La invidio, Gabriele, per non aver pronunciato nella Sua lettera, la più ovvia delle recriminazioni: come mai una donna così buona se n'è andata così giovane ?
Certo non ha lasciato nel nido un pulcino spaurito, ma un adulto al quale aveva fatto in tempo ad insegnare ad amare il prossimo, Battisti e i Rolling Stones: l'essenziale insomma.  

Però morire a 59 anni, quando si ha il cuore grande di Sua madre, resta un'ingiustizia inconcepibile. 
Ci salva solo la consapevolezza che questa vita abbia un senso e che il suo senso sia: allenarsi.
Col sorriso sulle labbra, se si può. Ma la vera goduria non può che essere altrove. Lo chiami paradiso o come le pare. Noi siamo qui per prepararci.  Ma non ci troviamo tutti allo stesso livello. Alcuni sono più avanti col programma e gli serve meno tempo per prendere il "tagliando" e spiccare il volo.   Chi è già angelo da giovane non ha bisogno di diventare anziano.  Non sempre, almeno, perché altrimenti si dovrebbe concludere che solo i cattivi invecchiano e non è vero. 

Meglio metterla così: ognuno ha un suo progetto da compiere in questa vita, e le nostre madri hanno esaurito il loro più rapidamente di altri. Perché era più breve, o perché erano più brave.  

Rimaniamo noi figli, con un carico di ricordi che nel Suo caso, per fortuna, è superiore ai rimpianti.  

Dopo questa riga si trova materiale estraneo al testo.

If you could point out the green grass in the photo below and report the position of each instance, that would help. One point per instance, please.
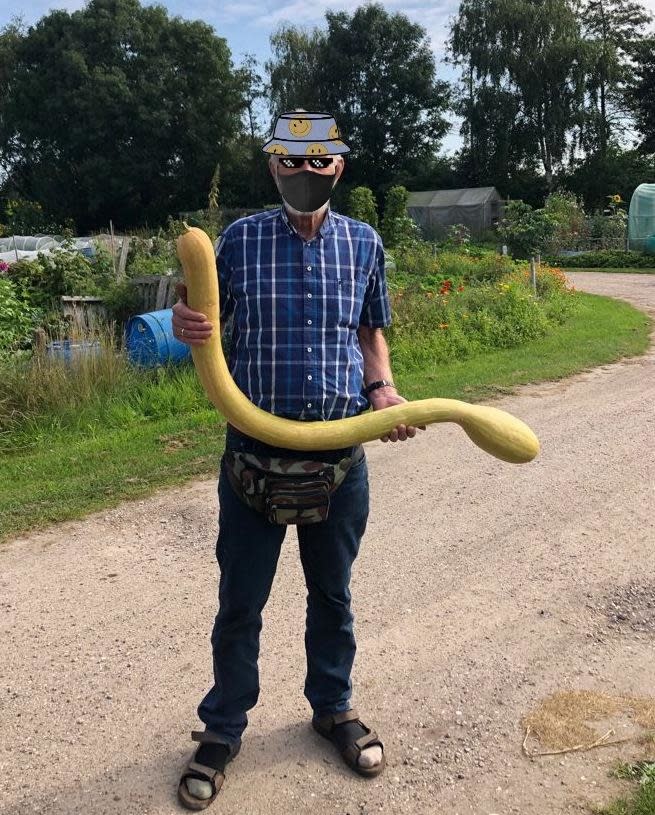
(602, 330)
(71, 473)
(56, 468)
(642, 801)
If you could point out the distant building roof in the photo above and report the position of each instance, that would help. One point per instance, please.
(453, 198)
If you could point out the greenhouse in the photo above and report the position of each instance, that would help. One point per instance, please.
(641, 219)
(477, 208)
(27, 247)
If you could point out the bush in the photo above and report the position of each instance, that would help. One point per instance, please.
(398, 229)
(23, 217)
(362, 206)
(569, 221)
(526, 231)
(43, 281)
(17, 318)
(605, 259)
(458, 305)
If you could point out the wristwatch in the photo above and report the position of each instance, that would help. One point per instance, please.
(381, 383)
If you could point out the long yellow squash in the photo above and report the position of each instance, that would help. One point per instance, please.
(495, 431)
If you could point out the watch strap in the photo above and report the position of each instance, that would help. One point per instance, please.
(380, 383)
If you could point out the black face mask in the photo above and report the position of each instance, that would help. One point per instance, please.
(306, 191)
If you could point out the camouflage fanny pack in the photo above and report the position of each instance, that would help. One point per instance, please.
(287, 491)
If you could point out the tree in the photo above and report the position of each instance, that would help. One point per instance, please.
(532, 51)
(612, 29)
(117, 111)
(618, 172)
(295, 69)
(643, 94)
(384, 91)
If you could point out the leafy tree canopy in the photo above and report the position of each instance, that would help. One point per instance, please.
(116, 111)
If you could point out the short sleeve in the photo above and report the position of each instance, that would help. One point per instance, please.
(376, 312)
(224, 271)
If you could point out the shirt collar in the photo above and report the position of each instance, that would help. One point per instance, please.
(327, 227)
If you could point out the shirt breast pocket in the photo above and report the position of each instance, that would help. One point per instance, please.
(347, 296)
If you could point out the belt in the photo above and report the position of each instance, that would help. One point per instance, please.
(239, 442)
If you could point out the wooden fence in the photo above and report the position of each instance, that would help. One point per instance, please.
(156, 292)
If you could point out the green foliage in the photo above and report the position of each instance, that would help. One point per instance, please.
(375, 72)
(608, 231)
(643, 800)
(17, 318)
(595, 175)
(449, 305)
(606, 259)
(362, 206)
(23, 217)
(568, 219)
(42, 281)
(643, 93)
(151, 102)
(398, 229)
(121, 301)
(526, 231)
(532, 51)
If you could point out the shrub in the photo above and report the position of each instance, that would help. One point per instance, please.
(17, 318)
(569, 221)
(44, 280)
(526, 231)
(607, 231)
(362, 206)
(23, 217)
(448, 305)
(397, 228)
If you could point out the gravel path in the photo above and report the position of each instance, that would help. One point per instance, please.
(481, 588)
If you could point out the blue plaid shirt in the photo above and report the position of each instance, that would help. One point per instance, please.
(297, 306)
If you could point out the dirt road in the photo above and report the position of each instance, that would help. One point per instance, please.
(481, 588)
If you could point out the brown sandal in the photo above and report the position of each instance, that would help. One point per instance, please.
(350, 736)
(212, 775)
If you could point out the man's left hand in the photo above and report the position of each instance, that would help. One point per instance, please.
(387, 397)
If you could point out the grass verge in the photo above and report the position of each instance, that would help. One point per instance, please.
(609, 270)
(601, 331)
(642, 801)
(63, 473)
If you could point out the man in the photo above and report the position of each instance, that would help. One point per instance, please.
(306, 290)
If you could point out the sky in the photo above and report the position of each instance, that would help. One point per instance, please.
(247, 24)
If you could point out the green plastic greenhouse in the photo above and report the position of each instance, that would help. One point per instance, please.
(641, 219)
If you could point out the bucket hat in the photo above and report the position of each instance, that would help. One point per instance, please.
(303, 133)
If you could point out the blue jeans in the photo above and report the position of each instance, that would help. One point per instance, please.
(247, 551)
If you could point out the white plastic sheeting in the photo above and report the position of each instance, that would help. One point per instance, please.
(27, 247)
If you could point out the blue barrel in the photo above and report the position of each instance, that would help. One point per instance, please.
(150, 342)
(72, 350)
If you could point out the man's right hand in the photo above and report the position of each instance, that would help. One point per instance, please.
(191, 327)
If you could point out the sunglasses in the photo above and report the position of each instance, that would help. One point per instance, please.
(317, 162)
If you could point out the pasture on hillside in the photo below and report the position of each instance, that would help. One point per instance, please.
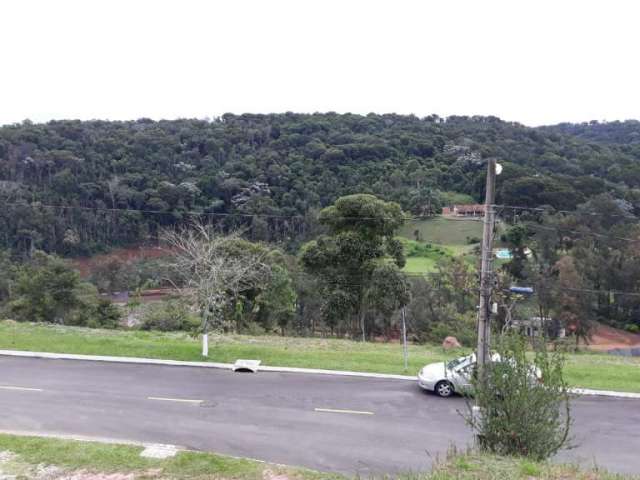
(440, 234)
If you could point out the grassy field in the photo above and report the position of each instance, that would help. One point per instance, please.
(419, 265)
(443, 230)
(447, 234)
(56, 459)
(52, 459)
(472, 466)
(588, 370)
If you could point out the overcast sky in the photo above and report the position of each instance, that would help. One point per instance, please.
(536, 62)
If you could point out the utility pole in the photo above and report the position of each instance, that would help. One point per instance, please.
(405, 350)
(486, 273)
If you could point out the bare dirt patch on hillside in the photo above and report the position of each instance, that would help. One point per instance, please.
(607, 338)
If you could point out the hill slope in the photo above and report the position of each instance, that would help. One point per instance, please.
(277, 165)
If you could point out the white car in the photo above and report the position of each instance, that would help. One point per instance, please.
(455, 376)
(447, 378)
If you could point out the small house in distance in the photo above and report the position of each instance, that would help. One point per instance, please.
(475, 210)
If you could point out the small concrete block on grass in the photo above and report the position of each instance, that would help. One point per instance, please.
(159, 451)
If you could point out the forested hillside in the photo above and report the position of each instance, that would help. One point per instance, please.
(282, 166)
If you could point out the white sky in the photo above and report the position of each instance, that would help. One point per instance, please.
(537, 62)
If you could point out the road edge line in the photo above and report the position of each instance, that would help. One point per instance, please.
(229, 366)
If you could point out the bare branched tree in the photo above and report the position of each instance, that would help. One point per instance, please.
(213, 274)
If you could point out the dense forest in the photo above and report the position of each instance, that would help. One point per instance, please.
(77, 188)
(569, 200)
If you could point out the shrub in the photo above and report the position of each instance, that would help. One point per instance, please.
(520, 415)
(167, 316)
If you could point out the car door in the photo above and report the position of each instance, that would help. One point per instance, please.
(461, 377)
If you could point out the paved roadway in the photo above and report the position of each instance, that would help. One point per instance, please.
(380, 426)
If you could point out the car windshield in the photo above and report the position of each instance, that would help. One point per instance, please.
(456, 362)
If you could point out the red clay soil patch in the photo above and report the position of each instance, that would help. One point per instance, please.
(607, 338)
(86, 264)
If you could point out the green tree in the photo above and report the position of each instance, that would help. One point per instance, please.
(46, 290)
(361, 235)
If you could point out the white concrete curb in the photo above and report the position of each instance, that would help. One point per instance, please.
(229, 366)
(180, 363)
(604, 393)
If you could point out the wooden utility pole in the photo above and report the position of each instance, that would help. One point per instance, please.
(486, 273)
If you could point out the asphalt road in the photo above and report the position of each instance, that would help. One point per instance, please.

Mi è stato detto che l'ultimo gesto che mia madre compì, la notte in cui perse definitivamente conoscenza, fu di venire nella mia stanza a rimboccarmi le coperte. 

La Sua le ha sussurrato all'orecchio quelle parole meravigliose. 
Ricordiamocele così, nell'atto di amarci e benedirci per l'ultima volta.
E cerchiamo di esserne degni, Gabriele.  Senza retorica. E senza paura.